Issue 41 in fizzler: Class selector return duplicated node collection

10 views
Skip to first unread message

fiz...@googlecode.com

unread,
Nov 18, 2010, 3:04:20 PM11/18/10
to fizzler...@googlegroups.com
Status: New
Owner: ----
Labels: Type-Defect Priority-Medium

New issue 41 by aprilkacau: Class selector return duplicated node collection
http://code.google.com/p/fizzler/issues/detail?id=41

What steps will reproduce the problem?
1. Load this : http://read.mangashare.com/20th-Century-Boys to a
HtmlDocument
2. do this : doc.DocumentNode.QuerySelectorAll("table.datalist >
tr.datarow")
3.or this : doc.DocumentNode.QuerySelectorAll(".datalist > .datarow")

What is the expected output? What do you see instead?
I expect to get a node collection without any duplication, because with
just HTMLAgilityPack it does exactly that, although it's more difficult. I
see a lot of duplicated node on the returned collection.


What version of the product are you using? On what operating system?
Fizzler 1.0.0, Win7 x64, VS 2010

Attachments:
Untitled.png 17.3 KB

fiz...@googlecode.com

unread,
Nov 18, 2010, 6:57:05 PM11/18/10
to fizzler...@googlegroups.com

Comment #1 on issue 41 by azizatif: Class selector return duplicated node
collection
http://code.google.com/p/fizzler/issues/detail?id=41

This issue has not been successfully reproduced. A simple and initial test
in IronPython interpreter using Fizzler shows that node selection between
HtmlAgilityPack and Fizzler produce identical count of nodes:

IronPython 2.6 (2.6.10920.0) on .NET 2.0.50727.4952
Type "help", "copyright", "credits" or "license" for more information.
>>> import clr
>>> clr.AddReference('HtmlAgilityPack')
>>> clr.AddReference('Fizzler')
>>> clr.AddReference('Fizzler.Systems.HtmlAgilityPack')
>>> from HtmlAgilityPack import HtmlDocument
>>> from Fizzler.Systems.HtmlAgilityPack.HtmlNodeSelection import *
>>> from System.Net import WebClient
>>> wc = WebClient()
>>> html = wc.DownloadString('http://read.mangashare.com/20th-Century-Boys')
>>> hd = HtmlDocument()
>>> hd.LoadHtml(html)
>>> doc = hd.DocumentNode
>>> rows = QuerySelectorAll(doc, '.datalist > .datarow')
>>> len(list(rows))
249
>>> doc.SelectNodes("//*[@class='datalist']/*[@class='datarow']").Count
249


If Fizzler was returning duplicates, its count be twice the number returned
using XPath-based selection in HtmlAgilityPack. Do you see an oversight in
the test or a misrepresentation of the problem?

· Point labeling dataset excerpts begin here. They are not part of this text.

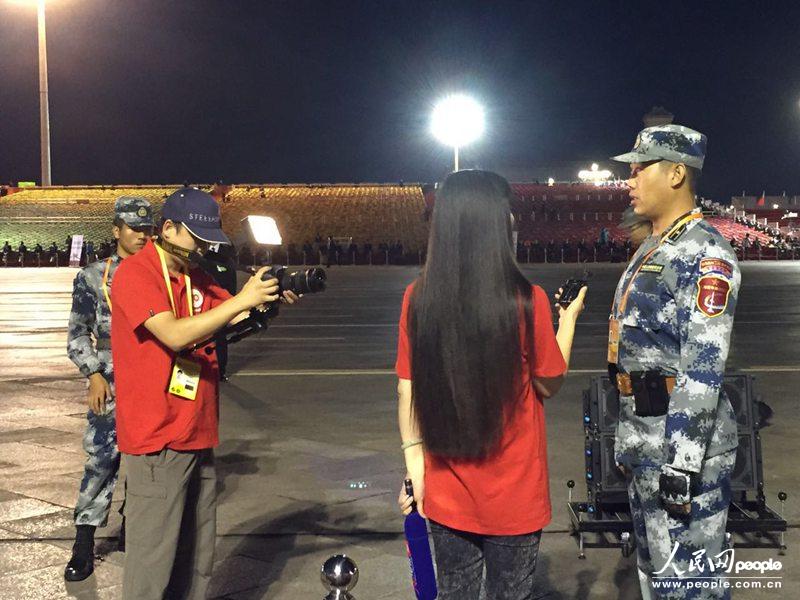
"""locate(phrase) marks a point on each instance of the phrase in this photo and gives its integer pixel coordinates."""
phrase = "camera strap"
(105, 283)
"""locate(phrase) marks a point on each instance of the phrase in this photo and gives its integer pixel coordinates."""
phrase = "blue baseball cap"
(199, 213)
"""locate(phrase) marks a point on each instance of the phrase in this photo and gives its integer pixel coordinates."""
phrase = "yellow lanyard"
(165, 272)
(105, 284)
(624, 299)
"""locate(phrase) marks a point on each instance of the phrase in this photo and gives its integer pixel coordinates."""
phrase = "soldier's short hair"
(162, 220)
(693, 175)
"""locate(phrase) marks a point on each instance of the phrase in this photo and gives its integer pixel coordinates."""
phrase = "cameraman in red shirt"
(168, 397)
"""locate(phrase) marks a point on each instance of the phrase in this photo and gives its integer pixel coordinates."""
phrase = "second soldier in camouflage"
(669, 337)
(89, 347)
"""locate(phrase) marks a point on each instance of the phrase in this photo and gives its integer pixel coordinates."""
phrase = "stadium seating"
(367, 213)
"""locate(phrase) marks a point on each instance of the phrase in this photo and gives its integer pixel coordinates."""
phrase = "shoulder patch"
(652, 268)
(712, 294)
(716, 265)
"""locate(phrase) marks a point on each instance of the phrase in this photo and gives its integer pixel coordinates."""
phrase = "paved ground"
(309, 464)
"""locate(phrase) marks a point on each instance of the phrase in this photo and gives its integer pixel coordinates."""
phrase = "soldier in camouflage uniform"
(91, 318)
(669, 337)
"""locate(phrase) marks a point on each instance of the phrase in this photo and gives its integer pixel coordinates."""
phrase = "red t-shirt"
(507, 493)
(149, 418)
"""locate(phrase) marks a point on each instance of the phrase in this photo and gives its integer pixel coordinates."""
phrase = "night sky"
(146, 91)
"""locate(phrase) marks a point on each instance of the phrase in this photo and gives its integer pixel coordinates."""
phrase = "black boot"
(81, 565)
(121, 538)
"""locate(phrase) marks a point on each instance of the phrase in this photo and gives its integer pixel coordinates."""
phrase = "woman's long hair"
(464, 319)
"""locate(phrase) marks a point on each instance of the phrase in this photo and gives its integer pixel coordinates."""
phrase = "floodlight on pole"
(44, 102)
(457, 121)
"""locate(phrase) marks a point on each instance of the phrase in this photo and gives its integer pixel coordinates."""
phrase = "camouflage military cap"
(135, 211)
(674, 143)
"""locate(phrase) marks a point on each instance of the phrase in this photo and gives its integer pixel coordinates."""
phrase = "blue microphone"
(420, 560)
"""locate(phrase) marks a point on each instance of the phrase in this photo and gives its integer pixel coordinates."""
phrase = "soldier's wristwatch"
(675, 486)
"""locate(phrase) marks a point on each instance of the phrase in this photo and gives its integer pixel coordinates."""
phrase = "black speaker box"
(601, 411)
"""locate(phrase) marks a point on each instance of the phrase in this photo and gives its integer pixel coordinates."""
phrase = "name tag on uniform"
(652, 268)
(613, 341)
(185, 378)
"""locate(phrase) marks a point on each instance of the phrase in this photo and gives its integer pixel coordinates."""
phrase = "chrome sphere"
(339, 573)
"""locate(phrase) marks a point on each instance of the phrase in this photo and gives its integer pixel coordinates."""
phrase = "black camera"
(309, 281)
(572, 287)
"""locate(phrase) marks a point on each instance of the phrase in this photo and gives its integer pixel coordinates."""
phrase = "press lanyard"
(165, 272)
(624, 300)
(105, 284)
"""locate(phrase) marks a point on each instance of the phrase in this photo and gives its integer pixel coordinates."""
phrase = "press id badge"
(185, 378)
(613, 340)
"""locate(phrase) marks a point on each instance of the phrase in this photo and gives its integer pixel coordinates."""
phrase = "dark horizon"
(279, 92)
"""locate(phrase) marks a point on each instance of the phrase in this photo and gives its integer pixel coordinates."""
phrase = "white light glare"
(264, 230)
(457, 121)
(595, 175)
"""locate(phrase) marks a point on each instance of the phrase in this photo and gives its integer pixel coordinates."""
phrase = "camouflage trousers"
(101, 468)
(682, 558)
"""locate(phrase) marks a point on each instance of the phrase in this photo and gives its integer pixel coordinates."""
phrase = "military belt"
(625, 384)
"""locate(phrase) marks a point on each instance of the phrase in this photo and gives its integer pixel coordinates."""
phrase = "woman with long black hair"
(476, 355)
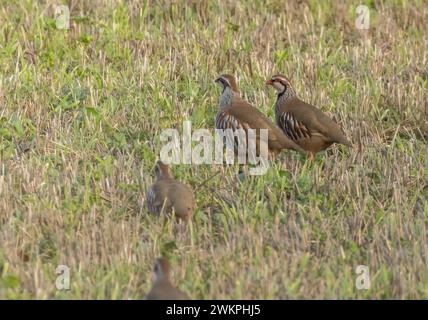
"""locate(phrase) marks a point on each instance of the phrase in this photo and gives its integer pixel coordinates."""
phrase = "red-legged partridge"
(303, 123)
(168, 195)
(162, 288)
(235, 113)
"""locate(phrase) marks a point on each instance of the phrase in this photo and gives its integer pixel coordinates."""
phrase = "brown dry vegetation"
(80, 116)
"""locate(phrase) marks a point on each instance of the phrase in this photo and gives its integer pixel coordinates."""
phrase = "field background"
(81, 111)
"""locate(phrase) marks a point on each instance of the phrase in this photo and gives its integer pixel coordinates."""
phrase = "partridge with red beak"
(235, 113)
(168, 195)
(303, 123)
(162, 288)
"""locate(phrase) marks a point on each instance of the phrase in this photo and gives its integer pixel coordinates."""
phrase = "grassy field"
(81, 111)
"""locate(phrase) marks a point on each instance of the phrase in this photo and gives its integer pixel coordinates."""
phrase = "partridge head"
(235, 113)
(303, 123)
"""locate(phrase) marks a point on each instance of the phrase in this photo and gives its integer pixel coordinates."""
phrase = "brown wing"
(242, 115)
(309, 118)
(157, 197)
(294, 129)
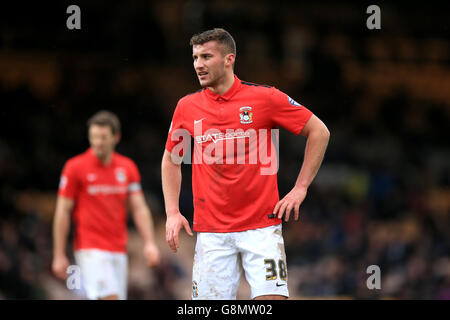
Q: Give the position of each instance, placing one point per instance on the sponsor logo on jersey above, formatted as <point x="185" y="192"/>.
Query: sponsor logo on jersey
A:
<point x="293" y="102"/>
<point x="106" y="189"/>
<point x="246" y="115"/>
<point x="214" y="137"/>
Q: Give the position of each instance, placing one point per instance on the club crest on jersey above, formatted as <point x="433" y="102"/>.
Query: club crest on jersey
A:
<point x="246" y="115"/>
<point x="293" y="102"/>
<point x="120" y="175"/>
<point x="194" y="289"/>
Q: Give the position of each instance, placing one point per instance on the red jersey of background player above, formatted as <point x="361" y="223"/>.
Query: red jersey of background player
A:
<point x="230" y="197"/>
<point x="99" y="193"/>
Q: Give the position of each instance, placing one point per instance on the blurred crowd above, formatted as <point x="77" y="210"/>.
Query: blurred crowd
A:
<point x="382" y="196"/>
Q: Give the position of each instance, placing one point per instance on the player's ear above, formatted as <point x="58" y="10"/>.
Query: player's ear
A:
<point x="229" y="59"/>
<point x="117" y="137"/>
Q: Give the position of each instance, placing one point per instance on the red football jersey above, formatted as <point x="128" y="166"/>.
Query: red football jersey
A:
<point x="100" y="193"/>
<point x="233" y="182"/>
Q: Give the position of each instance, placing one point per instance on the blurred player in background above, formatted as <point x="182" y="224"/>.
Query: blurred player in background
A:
<point x="95" y="187"/>
<point x="237" y="211"/>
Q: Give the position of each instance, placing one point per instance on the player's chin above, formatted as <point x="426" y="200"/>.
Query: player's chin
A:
<point x="204" y="83"/>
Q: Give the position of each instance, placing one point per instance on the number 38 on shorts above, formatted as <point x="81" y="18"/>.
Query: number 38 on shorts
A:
<point x="275" y="270"/>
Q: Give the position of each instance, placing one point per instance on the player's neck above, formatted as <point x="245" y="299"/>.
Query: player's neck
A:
<point x="106" y="160"/>
<point x="224" y="85"/>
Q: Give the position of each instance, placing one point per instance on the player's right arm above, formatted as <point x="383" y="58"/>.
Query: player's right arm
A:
<point x="61" y="228"/>
<point x="171" y="185"/>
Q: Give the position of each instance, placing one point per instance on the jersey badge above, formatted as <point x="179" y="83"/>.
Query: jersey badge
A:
<point x="120" y="175"/>
<point x="246" y="115"/>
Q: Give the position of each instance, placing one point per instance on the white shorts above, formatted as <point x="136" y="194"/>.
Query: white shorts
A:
<point x="103" y="273"/>
<point x="220" y="257"/>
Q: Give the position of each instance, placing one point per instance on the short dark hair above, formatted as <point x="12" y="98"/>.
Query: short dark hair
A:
<point x="220" y="35"/>
<point x="105" y="118"/>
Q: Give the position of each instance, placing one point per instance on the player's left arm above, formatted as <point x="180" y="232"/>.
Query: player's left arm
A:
<point x="142" y="218"/>
<point x="317" y="135"/>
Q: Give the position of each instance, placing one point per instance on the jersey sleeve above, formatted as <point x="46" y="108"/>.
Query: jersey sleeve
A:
<point x="69" y="183"/>
<point x="288" y="113"/>
<point x="176" y="131"/>
<point x="134" y="180"/>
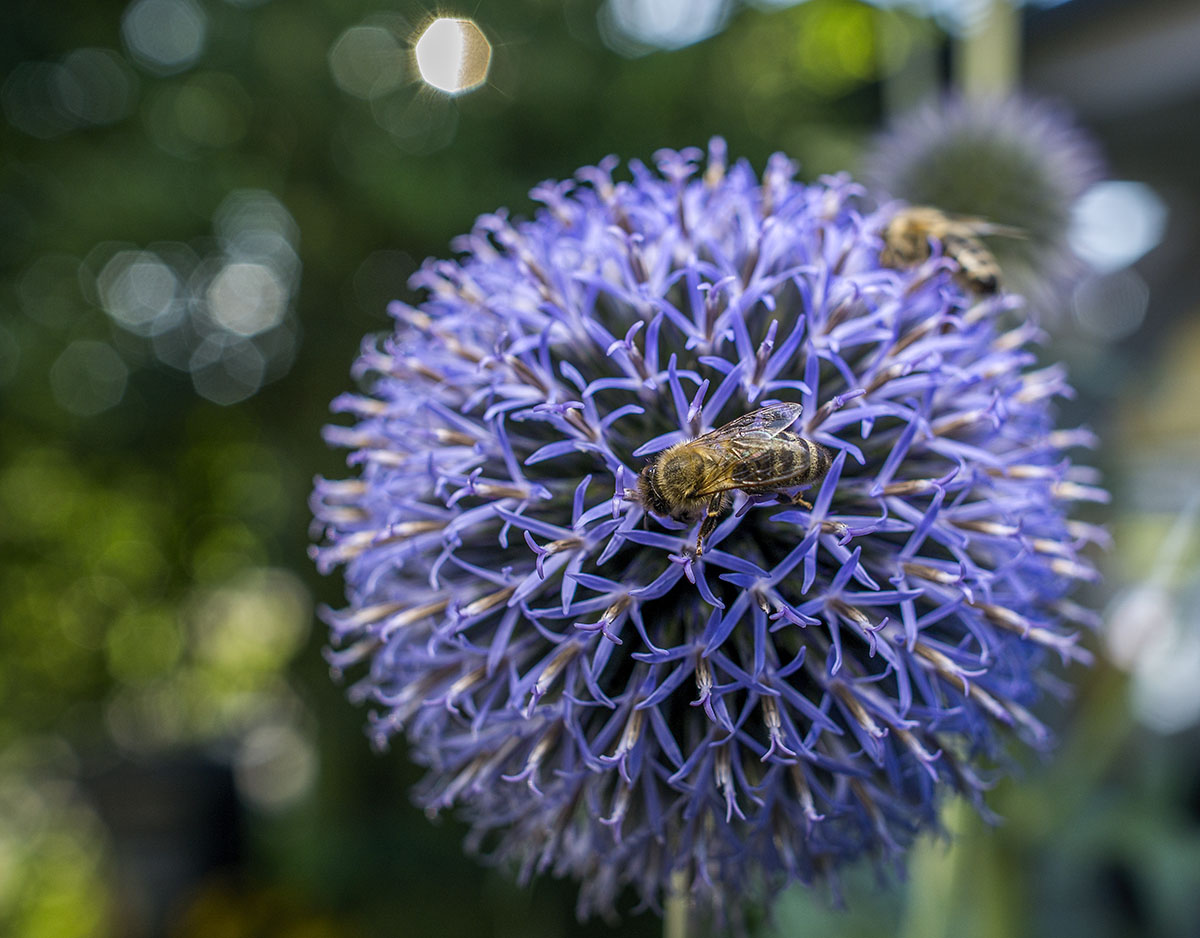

Attached is the HTML source to http://read.mangashare.com/20th-Century-Boys
at the time the test was conducted.


Attachments:
20th-Century-Boys.html 149 KB

fiz...@googlecode.com

unread,
Nov 19, 2010, 12:39:16 AM11/19/10
to fizzler...@googlegroups.com

Comment #2 on issue 41 by aprilkacau: Class selector return duplicated node
collection
http://code.google.com/p/fizzler/issues/detail?id=41

Attached is the complete VS 2010 solution that I've been working on, maybe
there's something wrong with my code or something, but I would be greatly
appreciate it if you look at it.

Regards,

pilus

Attachments:
Zeus.rar 349 KB

fiz...@googlecode.com

unread,
Nov 19, 2010, 2:33:45 AM11/19/10
to fizzler...@googlegroups.com
Updates:
Status: Invalid

Comment #3 on issue 41 by azizatif: Class selector return duplicated node
collection
http://code.google.com/p/fizzler/issues/detail?id=41

The problem is how your ParseHTML2 is written. Here is a proposed fix:

void ParseHTML2() {
var doc = new Agi.HtmlDocument();
doc.LoadHtml(textBox2.Text);
var rows = from row in doc.DocumentNode
.QuerySelectorAll("table.datalist > tr.datarow")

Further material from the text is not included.